Editorial: And Then There Were Two
It seems that as part of a "Strategic Product Transition Plan," Hitachi Data Systems (HDS) has bailed out of the S/390 mainframe race, leaving Amdahl as the only U.S. competition for IBM’s S/390. Mark Lewis, a spokesman for HDS tells me that "HDS is most definitely NOT out of the mainframe market. While we continue to provide service, upgrades, and net new systems to existing Skyline, Trinium and Pilot customers, we are not marketing new systems to new customers. Due to severe price erosion, it simply did not make sense to continue demand-generating activity."
Call it what you will; the fact that Hitachi "transitioned" out must mean a weakening of the mainframe market, right? Well, you’ve heard it all before: You didn’t buy into it then, and you’re not buying into it now. Although it makes for great headlines, and increasing revenues for Amdahl and IBM, the Hitachi decision serves as no barometer for market demand and use. And you can quote me on that.
After all, DEC, or Digital, in its pre-Compaq days, bailed out of more technologies than Ross Perot has dropped out of presidential election races. And while Unisys quietly stepped out of the PC manufacturing game, the PC market released nary a burp in response.
So what kind of impact does Hitachi’s move yield? Well, the same day that HDS transitioned, Amdahl announced that it has underscored its S/390 strategy with follow-on CMOS generations, including a volume shipment of its S/390-compatible Millennium 2000 C and E Series servers.
Carol Stone, Vice President of Server Business and Marketing at Amdahl, tells me that, "What is important is that there is still another choice to IBM." According to Stone, in 1994 Hitachi chose to stay with an ECL/CMOS hybrid technology, when IBM and Amdahl made a move to straight CMOS. And although Hitachi experienced a strong market share injection at the time, the hybrid was an expensive solution to build and maintain in the long run. Not only does Amdahl not see a decline in mainframe MIPs, it is experiencing a growth, and the mainframe is still a "viable solution."
In a letter from David B. Wright, President/CEO, and Ali Jenab, President of the Amdahl Technology Division, Amdahl assures its customers that the "System 390 continues to serve as the root of our high-availability competencies." And although Amdahl is "sensitive to, and respectful of, Hitachi’s difficult decision," the company is "excited about the opportunity to continue offering … a choice in the OS/390 server market."
According to Wright, "We understand the importance of the System/390 platform to our customers’ business ... Amdahl and Fujitsu are committed to providing System/390-compatible processors … ."
Also, at about the time of Hitachi’s announcement, IBM expanded the e-commerce capabilities for its S/390, including the security and networking capabilities for large enterprise customers, through the latest release of OS/390, Version 2 Release 9, and the availability of enhancements to its S/390 G5 and G6 servers.

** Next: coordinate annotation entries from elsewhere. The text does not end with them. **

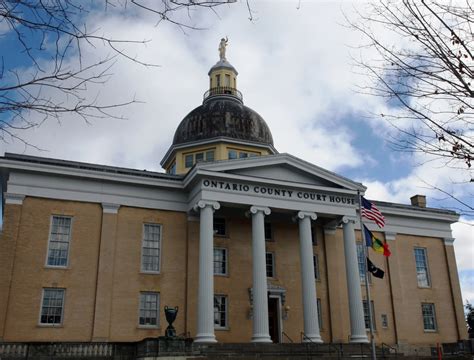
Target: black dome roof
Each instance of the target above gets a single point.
(223, 117)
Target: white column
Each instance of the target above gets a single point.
(205, 328)
(310, 308)
(356, 310)
(260, 298)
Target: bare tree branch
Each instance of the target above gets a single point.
(49, 75)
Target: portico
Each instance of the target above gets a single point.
(220, 185)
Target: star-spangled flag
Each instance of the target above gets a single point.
(376, 244)
(374, 270)
(371, 212)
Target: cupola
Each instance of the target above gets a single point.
(221, 128)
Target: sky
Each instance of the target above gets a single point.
(296, 69)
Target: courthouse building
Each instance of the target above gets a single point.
(250, 244)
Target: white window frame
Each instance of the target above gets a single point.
(49, 241)
(226, 262)
(142, 269)
(225, 226)
(320, 313)
(427, 268)
(433, 310)
(186, 156)
(144, 293)
(62, 307)
(226, 312)
(273, 264)
(268, 226)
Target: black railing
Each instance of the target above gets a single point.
(286, 335)
(387, 349)
(97, 350)
(223, 90)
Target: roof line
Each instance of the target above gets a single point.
(90, 166)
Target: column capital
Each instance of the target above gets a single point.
(255, 209)
(347, 219)
(449, 241)
(13, 199)
(302, 214)
(109, 208)
(201, 204)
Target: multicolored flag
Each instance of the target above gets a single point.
(374, 270)
(376, 244)
(371, 212)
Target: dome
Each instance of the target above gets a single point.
(223, 117)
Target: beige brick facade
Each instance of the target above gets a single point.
(103, 279)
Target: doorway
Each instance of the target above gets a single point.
(274, 319)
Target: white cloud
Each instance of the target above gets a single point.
(294, 70)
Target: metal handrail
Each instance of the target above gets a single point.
(223, 90)
(384, 345)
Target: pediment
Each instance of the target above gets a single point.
(281, 168)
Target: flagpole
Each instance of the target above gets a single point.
(366, 276)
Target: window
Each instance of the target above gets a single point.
(52, 307)
(219, 227)
(421, 261)
(189, 160)
(151, 246)
(366, 314)
(220, 311)
(173, 169)
(59, 238)
(270, 262)
(210, 155)
(320, 313)
(199, 157)
(220, 261)
(429, 318)
(149, 305)
(268, 232)
(316, 266)
(314, 238)
(362, 263)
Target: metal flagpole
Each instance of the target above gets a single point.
(366, 276)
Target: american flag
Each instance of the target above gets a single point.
(371, 212)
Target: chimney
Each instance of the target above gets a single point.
(418, 200)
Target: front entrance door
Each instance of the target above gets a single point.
(273, 325)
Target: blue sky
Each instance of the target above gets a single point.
(295, 70)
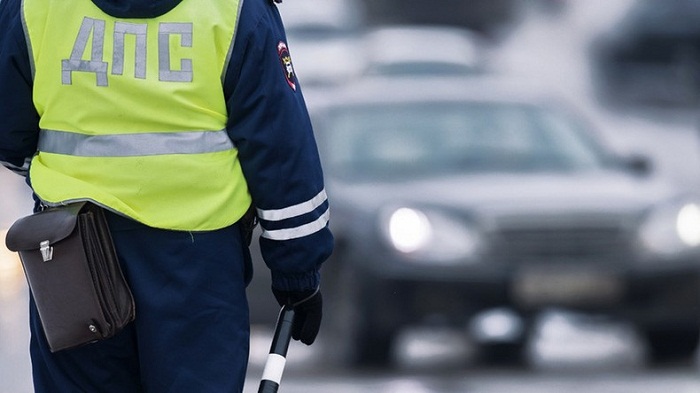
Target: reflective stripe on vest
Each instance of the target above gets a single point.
(129, 145)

Today, no system is an island. With the release of OS/390 2.9, IBM facilitates integrating business processes, extending the life of existing applications and facilitating the necessary task of porting UNIX-based applications to the platform.
Security enhancements include support for PCI Cryptographic Coprocessor (PCICC). With PCICC, IBM maintains that is has increased by a factor of 6, the hardware performance of cryptographic operations used by S/390 G5 and G6 servers for Secure Sockets Layer (SSL) connections.
Another interesting security enhancement includes the lifting of a special U.S. government export restriction against OS/390 System SSL. System SSL Triple DES encryption can now be exported outside the U.S. and Canada, subject to the U.S. government’s general cryptographic export regulations. OS/390 2.9 went GA on March 31, and the S/390 G5 and G6 server enhancements will be available on June 30.
So relax citizens; the mainframe is here to stay. And from where I’m sitting, the mainframe remains a crucial, flexible part of today’s growing enterprises. Guess it’s business as usual, at a table for two.